Following the opening of Sonoma State University's Weill Hall this fall, the $125-million concert venue has been under intense scrutiny as patrons, musicians and staff proceed through the process of evaluation and fine-tuning.

"It's been a trial period for us and our patrons, and we've taken in a lot of feedback," said Jessica Anderson, marketing manager of the Green Music Center, which oversees the hall. "The first year is about testing the waters and seeing what works and what doesn't."

During the last two concerts of the MasterCard Performance Series, the university started sending out online surveys to ticket-holders to gather even more input.

"So far, we're getting really valuable feedback," Anderson said. "And we're scoring high on overall satisfaction."

Among the MasterCard series shows, the Jazz & World Music Series has attracted the most audience members, followed closely by orchestral offerings, Anderson said.

"The vocal concerts have not sold as well as our other performances," she added. "We're working closely with the artistic administration to provide analytics on what the audience is really supporting."

Regional data collected on ticket sales reveal that the hall has primarily lured in local music lovers. Among single-concert purchases by households, 83 percent of the sales were in Sonoma County, 5.6 percent in Marin, 3.8 in the greater Bay Area, 1.9 percent in San Francisco and 1.3 percent in Napa.

One of the first things the university plans to address this year is improved signage across the campus and parking lot to help with traffic flow.

"As people are coming in, especially from the main entrance, we want to help move people to the back corner of the campus," Anderson said.

They also hope to improve the sound of amplified concerts.

"When Chucho Valdes is on tour, he has a sound team, so they do their normal set-up and work closely with us," Anderson said. "But the end result is that things are drowned out or muddled."

The hall's acoustician, Larry Kirkegaard of Kirkegaard Associates in Chicago, has been working closely with the university on fine-tuning the hall for acoustic as well as for amplified music.

Kirkegaard started the process in May 2010, when the San Francisco Symphony first took the hall for a test drive.

"Tuning began with that concert and understanding the creature we had to work with," he said of the hall. "Mostly what we do is listen. We listen to music, we listen to musicians and the conductors and what it's like for them."

The experienced acoustician already knew that the shoebox-shaped hall was superior to a fan-shaped hall. Its narrow, parallel side walls ensure clarity, since sound traveling back and forth between them reflects quickly to the listener.

"Somewhere around 60 and 75 feet of width is where the sound blends and becomes a full, rich, chewy sound," he said.

Also, the hall's walls are 16 inches thick, so that when the sound hits the walls, it doesn't create vibration or movement and lose energy.

"You want it to turn around with full energy, like a great swimmer," he said.
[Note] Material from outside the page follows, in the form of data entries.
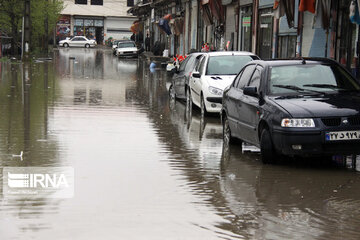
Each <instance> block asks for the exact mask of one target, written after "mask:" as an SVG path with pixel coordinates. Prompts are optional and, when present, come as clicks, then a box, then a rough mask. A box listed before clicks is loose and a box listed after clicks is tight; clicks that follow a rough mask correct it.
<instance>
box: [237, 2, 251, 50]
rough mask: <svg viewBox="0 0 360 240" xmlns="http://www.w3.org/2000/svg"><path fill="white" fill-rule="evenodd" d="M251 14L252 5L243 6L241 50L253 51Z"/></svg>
mask: <svg viewBox="0 0 360 240" xmlns="http://www.w3.org/2000/svg"><path fill="white" fill-rule="evenodd" d="M251 15H252V7H251V6H249V7H243V8H241V12H240V17H241V22H240V24H241V25H240V28H241V29H240V32H241V40H240V50H242V51H248V52H251V36H252V34H251V26H252V22H251V20H252V19H251Z"/></svg>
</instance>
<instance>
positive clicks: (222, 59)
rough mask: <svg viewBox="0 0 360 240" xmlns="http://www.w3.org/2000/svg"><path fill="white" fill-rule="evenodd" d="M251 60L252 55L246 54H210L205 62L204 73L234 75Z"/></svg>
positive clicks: (239, 70) (208, 74)
mask: <svg viewBox="0 0 360 240" xmlns="http://www.w3.org/2000/svg"><path fill="white" fill-rule="evenodd" d="M252 60H253V57H252V56H247V55H246V56H242V55H225V56H211V57H209V61H208V64H207V69H206V75H236V74H238V73H239V71H240V70H241V69H242V68H243V67H244V66H245V65H246V64H247V63H248V62H250V61H252Z"/></svg>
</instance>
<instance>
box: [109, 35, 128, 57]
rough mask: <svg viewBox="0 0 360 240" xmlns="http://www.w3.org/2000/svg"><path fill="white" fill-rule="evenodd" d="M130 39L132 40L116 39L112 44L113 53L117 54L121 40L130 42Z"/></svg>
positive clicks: (122, 40) (123, 41)
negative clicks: (117, 48)
mask: <svg viewBox="0 0 360 240" xmlns="http://www.w3.org/2000/svg"><path fill="white" fill-rule="evenodd" d="M129 41H130V40H126V39H124V40H114V42H113V44H112V46H111V49H112V51H113V54H114V55H115V56H116V49H117V48H118V45H119V43H121V42H129Z"/></svg>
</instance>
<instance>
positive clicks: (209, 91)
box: [209, 87, 223, 96]
mask: <svg viewBox="0 0 360 240" xmlns="http://www.w3.org/2000/svg"><path fill="white" fill-rule="evenodd" d="M209 92H211V93H212V94H214V95H218V96H222V93H223V91H222V90H221V89H218V88H214V87H209Z"/></svg>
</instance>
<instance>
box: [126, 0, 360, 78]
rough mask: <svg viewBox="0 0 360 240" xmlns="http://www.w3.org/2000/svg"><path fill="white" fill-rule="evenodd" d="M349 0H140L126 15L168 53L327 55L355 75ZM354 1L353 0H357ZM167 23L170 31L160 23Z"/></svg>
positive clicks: (351, 24) (356, 56)
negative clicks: (208, 50)
mask: <svg viewBox="0 0 360 240" xmlns="http://www.w3.org/2000/svg"><path fill="white" fill-rule="evenodd" d="M351 2H352V1H351V0H344V1H336V0H292V1H288V0H153V1H149V0H143V1H141V0H140V1H139V0H138V1H135V3H134V6H133V7H132V8H130V9H129V10H128V13H130V14H132V15H133V16H136V17H137V18H138V19H139V21H140V22H141V23H142V24H141V26H143V30H142V31H143V32H144V34H150V37H151V40H152V41H151V42H152V44H154V43H155V42H157V41H160V42H163V43H165V46H166V49H168V50H169V53H170V55H176V54H181V55H183V54H188V53H189V52H190V51H192V50H197V51H199V50H201V48H202V46H203V44H205V43H208V45H209V46H210V49H212V48H213V49H216V50H224V49H228V50H241V51H249V52H253V53H256V54H257V55H259V56H260V57H261V58H263V59H269V58H292V57H329V58H332V59H335V60H337V61H339V62H340V63H341V64H343V65H344V66H346V67H347V68H348V69H349V70H351V71H353V73H354V74H355V75H357V76H358V75H359V74H358V72H359V71H358V68H359V67H358V66H359V58H358V53H357V47H356V46H357V45H358V39H359V37H358V35H359V26H358V25H357V24H354V23H352V22H351V21H350V18H349V13H350V12H349V11H350V5H351ZM355 2H356V1H355ZM168 14H171V19H170V20H169V21H168V24H169V27H170V29H171V34H167V33H166V32H164V31H163V30H162V28H161V27H160V22H161V21H162V20H161V19H163V18H164V16H166V15H168Z"/></svg>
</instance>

Height is also important to a concert hall, but that can vary according to the repertoire being performed and how much reverberation it requires.

That's where most of the customized tuning takes place at Weill Hall, which boasts adjustable fabric banners along the windows and walls at all three levels.

"What really is tuneable is the fabric that we can bring out as banners," he said. "They lower from the ceiling and unfurl."

While testing the hall with a pianist, Kirkegaard noticed that the bass, played by the left hand, was not as deep and resonant as one would expect.

"We extended the banners by 5 or 6 feet," he said. "It cleared up the bass. ... I think it took away a low-frequency reflection that was interfering with the sound."

Sound reflection off the onstage risers has also led the Santa Rosa Symphony to experiment with different riser configurations. The risers tend to reflect the sound that reaches them back to the violinists, Kirkegaard said, like a wave hitting a pier, then sending wavelets back.

While the symphony is still working on a riser compromise, Kirkegaard believes the strings will ultimately settle on playing from the flat floor.

"When you put the orchestra on the flat floor, there's a more homogeneous sound and a warmer sound," he said. "I learned this from (conductor) Marin Alsop."

Meanwhile, patrons are also experimenting with seating, moving around in the hall to try out different sightlines and acoustic preferences.

Like the musicians, they are learning to adapt, finding their favorite spots on the orchestra floor, in the back balcony, or even behind the stage.

"The delight is that you can't make it all the same," Kirkegaard said. "You want them all to be valid and unique in their own right."